Saudi Reinsurance Company (Saudi Re) has announced the results of the subscription to the new shares issued as part of its capital increase exercise, with suspension of pre-emptive rights. The announcement came following the closure of the of trading on 30 December 2024.
The announcement, lodged with the Tadawul by Saudi Re said that a total of 26,730,000 shares with a total value of SAR427,680m ($114m), at a coverage ratio of 100% were fully subscribed. These 26,730,000 shares were fully subscribed by the Public Investment Fund (PIF), where the new shares’ offering price stood at SAR16.
The announcement statement added that the PIF, being the investor who fully subscribed to all the new shares, shall not dispose-off any of these shares for a period of two years following the date of their listing, as per the relevant waiver issued by the Capital Market Authority.
Saudi Re expects the disbursement of the proceeds, specified in the prospectus, during the first quarter of 2025 said the company in a separate announcement.

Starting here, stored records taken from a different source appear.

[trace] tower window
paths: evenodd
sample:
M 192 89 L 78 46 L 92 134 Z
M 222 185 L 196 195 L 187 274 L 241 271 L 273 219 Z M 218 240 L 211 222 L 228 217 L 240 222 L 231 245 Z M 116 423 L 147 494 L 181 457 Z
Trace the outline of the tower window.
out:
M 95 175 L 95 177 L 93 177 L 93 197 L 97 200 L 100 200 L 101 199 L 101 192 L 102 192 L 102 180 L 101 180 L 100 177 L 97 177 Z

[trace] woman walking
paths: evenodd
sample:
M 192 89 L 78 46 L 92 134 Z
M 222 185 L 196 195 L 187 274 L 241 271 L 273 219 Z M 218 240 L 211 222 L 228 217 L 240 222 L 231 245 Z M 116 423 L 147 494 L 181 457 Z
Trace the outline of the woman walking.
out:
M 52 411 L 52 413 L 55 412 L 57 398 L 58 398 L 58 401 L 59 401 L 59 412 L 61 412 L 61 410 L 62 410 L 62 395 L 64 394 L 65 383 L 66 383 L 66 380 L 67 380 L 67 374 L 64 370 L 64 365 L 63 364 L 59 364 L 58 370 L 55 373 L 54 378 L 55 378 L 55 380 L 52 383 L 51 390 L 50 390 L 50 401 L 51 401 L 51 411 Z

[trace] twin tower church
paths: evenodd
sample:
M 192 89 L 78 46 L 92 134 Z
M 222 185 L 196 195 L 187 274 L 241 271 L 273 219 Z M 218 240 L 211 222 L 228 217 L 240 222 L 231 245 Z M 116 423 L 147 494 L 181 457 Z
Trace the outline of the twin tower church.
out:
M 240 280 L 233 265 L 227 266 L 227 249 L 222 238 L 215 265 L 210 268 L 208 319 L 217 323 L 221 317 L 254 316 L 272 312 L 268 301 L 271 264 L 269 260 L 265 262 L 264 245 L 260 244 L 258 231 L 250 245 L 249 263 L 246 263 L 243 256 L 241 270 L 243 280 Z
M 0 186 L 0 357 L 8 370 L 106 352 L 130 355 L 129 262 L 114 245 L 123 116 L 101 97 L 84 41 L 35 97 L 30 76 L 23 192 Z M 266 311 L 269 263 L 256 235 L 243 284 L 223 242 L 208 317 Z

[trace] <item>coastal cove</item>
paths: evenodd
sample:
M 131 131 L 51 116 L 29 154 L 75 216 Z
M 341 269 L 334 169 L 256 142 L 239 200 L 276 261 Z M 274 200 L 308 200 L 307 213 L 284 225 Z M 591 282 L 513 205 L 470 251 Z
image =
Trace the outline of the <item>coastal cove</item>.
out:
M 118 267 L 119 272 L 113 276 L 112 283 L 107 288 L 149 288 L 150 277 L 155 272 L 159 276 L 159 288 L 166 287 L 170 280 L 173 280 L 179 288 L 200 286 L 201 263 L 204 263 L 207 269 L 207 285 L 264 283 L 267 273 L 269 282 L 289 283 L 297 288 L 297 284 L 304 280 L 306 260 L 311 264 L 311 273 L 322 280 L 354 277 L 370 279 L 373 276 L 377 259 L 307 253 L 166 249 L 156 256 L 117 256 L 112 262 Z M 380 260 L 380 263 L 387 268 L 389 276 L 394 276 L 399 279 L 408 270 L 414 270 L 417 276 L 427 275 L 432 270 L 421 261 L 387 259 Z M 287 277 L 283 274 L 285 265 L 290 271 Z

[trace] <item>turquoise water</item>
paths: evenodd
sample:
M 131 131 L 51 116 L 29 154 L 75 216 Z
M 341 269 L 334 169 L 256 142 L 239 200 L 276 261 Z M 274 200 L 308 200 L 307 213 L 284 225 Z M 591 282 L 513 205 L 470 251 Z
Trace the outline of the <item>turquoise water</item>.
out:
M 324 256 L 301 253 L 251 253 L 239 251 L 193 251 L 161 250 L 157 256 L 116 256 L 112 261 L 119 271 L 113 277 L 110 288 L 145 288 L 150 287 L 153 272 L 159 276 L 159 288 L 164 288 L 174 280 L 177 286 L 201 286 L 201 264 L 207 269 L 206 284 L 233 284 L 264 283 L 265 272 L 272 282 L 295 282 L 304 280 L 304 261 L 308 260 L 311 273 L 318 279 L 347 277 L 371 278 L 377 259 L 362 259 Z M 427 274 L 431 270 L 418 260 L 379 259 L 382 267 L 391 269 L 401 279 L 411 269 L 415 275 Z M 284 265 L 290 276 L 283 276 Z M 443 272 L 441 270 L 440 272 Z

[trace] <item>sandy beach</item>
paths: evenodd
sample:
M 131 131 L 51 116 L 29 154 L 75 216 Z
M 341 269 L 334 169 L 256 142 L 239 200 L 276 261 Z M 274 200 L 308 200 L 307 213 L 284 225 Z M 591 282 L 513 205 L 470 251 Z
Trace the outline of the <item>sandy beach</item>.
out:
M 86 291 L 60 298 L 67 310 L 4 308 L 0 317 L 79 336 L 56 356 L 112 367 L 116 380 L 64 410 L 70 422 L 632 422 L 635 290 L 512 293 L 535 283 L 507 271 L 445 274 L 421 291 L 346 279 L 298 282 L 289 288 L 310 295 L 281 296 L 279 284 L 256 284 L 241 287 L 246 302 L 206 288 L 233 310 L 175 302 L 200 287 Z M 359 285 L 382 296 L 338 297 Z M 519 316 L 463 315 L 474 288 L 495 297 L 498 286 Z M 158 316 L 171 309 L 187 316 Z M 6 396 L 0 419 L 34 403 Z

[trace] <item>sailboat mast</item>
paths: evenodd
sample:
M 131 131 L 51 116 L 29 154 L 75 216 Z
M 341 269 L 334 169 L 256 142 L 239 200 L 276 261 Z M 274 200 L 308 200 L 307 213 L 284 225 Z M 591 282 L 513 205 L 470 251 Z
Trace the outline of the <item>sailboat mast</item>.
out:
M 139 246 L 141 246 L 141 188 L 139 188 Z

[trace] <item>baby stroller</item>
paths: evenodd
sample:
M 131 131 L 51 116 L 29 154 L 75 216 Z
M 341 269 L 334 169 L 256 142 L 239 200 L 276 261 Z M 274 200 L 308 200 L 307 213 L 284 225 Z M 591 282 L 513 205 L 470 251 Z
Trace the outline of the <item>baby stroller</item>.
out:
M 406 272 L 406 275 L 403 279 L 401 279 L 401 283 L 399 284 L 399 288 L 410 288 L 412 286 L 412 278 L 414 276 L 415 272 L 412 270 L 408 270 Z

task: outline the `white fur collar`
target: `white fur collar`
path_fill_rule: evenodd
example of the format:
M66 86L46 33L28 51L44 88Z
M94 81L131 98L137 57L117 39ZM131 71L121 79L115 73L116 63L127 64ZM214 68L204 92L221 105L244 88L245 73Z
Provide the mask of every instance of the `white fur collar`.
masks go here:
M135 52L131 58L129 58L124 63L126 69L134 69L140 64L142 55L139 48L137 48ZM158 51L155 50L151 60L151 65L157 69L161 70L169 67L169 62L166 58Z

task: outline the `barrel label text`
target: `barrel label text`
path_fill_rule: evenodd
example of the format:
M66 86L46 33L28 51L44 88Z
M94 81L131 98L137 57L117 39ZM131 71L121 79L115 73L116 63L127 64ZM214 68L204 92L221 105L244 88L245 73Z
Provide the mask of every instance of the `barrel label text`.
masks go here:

According to the prospectus the new ordinary shares represent an increase of 30% to Saudi Re’s capital as it will jump from SAR891m to SAR1.158bn post the offering. The PIF will own 23.08% of the company.
The prospectus added that the net proceeds will primarily be used to increase the statutory deposit and the company’s financial investments. It revealed that SAR27.73m will be used to increase statutory deposit while SAR398.980m will be directed to financial investment.